Along with her work partner, David Matas, Sarah Teich (30) assists victims’ groups in their fight for justice and accountability for atrocity crimes and human rights violations, using national and international mechanisms. When asked why she became an international human rights lawyer, Teich said she always wanted to help people. “Throughout my life I have tried to help and be conscious of those less fortunate than myself,” she said. This goal has led her to acquire several degrees during her journey to help those who have been victims of human rights violations.
After completing her BA&Sc at McGill University in Montreal, Canada, Teich went on to complete a Masters in Counterterrorism at Reichman University, where she graduated magna cum laude. She then completed a Juris Doctor degree in law from the University of Toronto. According to Sarah, her law degree and master’s degree in counterterrorism provide the knowledge and expertise needed for her current practice. “Now I practice international law and work extensively at the intersection of counter-terrorism and human rights, particularly representing victims of terrorism and advocating for changes to Canadian law and policy to better support them. I literally use my counterterrorism knowledge on a daily basis.”
According to Teich, her work includes advocating for changes to Canadian laws and policies to better support the groups she represents. “In addition to the Canadian Coalition Against Terrorism, which advocates for victims of terrorism, my clients include Uyghur non-profit groups, Iranians (I am one of the legal advisors to the Association of Families of Robbery Victims PS752), Tamils, Tigrayans, and others. What I do specifically for each group varies.” For example, for the International Tamil Refugee Assistance Network and the Tamil Rights Group, Teich recently sent a communication to the Office of the Prosecutor of the International Criminal Court (ICC) in The Hague, asking him to open a preliminary examination into the crimes against humanity of deportation and persecution For Uyghur Rights Advocacy Project, a non-profit Uyghur organization based in Canada , she represented them before the Federal Court of Canada and asked the Court to rule that the Canada Border Services Agency has the power to presumptively prohibit imports from that of Xinjiang (East Turkestan) on the basis that these goods are made using Uyghur forced labor. It was the first time that a Uighur group had appeared in a Canadian court. For C-CAT, she and Matas recently proposed several legal and policy changes to address the impunity enjoyed by many returning foreign fighters from Islamic State, in a report that was later co-published by C-CAT and the Macdonald Laurier Institute (MLI), where Teich is a Senior Fellow.

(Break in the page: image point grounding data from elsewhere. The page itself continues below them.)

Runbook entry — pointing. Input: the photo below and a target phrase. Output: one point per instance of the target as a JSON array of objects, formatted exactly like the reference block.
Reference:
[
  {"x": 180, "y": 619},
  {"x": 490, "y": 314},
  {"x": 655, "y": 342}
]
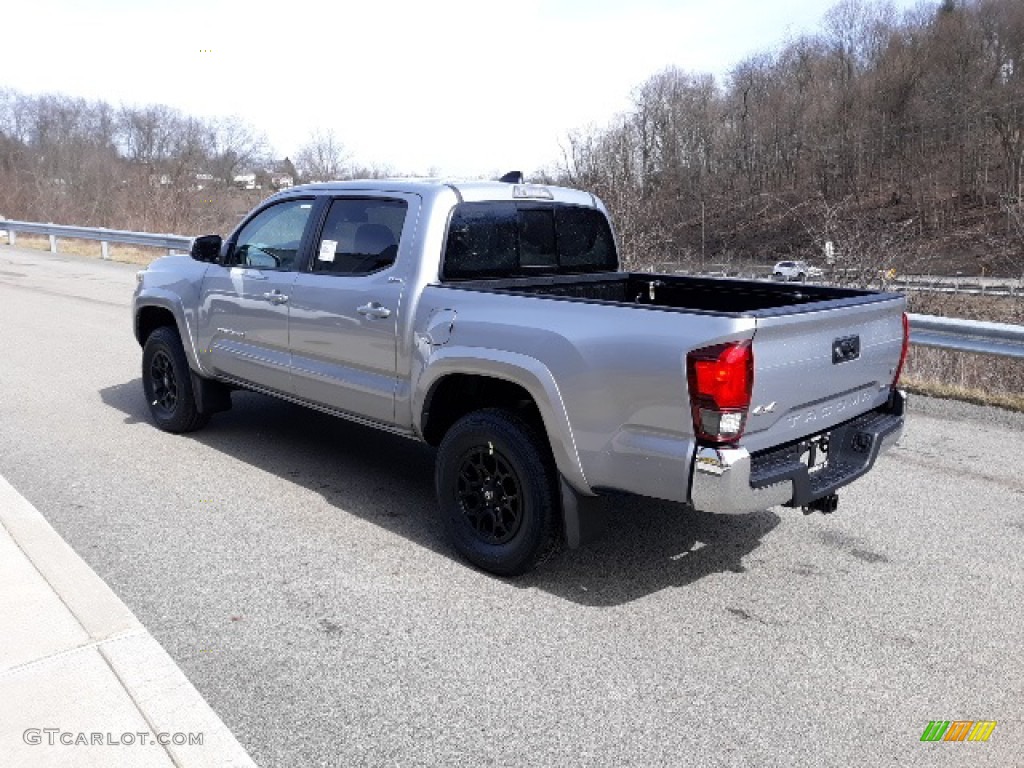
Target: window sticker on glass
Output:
[{"x": 328, "y": 248}]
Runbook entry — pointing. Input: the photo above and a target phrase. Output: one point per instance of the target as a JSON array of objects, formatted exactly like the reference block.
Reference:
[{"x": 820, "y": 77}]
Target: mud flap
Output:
[{"x": 585, "y": 517}]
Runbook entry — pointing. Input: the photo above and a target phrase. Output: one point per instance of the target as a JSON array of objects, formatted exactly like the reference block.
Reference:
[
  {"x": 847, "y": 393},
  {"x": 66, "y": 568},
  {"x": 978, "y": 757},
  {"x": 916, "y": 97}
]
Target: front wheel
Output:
[
  {"x": 497, "y": 489},
  {"x": 167, "y": 382}
]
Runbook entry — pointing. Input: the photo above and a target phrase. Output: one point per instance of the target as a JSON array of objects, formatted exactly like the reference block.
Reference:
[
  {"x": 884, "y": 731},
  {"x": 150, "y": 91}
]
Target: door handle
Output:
[{"x": 374, "y": 309}]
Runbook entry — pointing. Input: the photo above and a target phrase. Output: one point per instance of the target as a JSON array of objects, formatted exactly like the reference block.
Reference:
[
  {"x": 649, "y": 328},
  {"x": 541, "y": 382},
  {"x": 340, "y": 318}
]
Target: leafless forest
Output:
[{"x": 899, "y": 138}]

Now Teich and Matas are co-founding a charity called Human Rights Action Group, under which they will continue to do this work. Teich is also about to be called to the bar in New York (she is currently only licensed in Canada). “And then I want to get the UK license,” she says. “Having multiple rights licenses will only broaden what we can do for the different groups we work with.”
Teich also loves to travel and has worked remotely for much of the pandemic. “I travel a lot for work – to meet clients and attend conferences all over the world,” she said. “But I also travel for pleasure. Everything has become remote during Covid-19; even the court is on Zoom. I can travel and work remotely. I spent the month of February in Guatemala. Last year, I spent several months in Mexico, scuba diving and working remotely from a small apartment in the jungle.
According to Teich, the master’s degree in counterterrorism from Reichman University gave her the opportunity to meet a professional network that helped her achieve her professional goals. “I am still in contact with many of my teachers and with some of my classmates. C-CAT was the first client I had as a lawyer, and they were referred to me by an old classmate of mine.”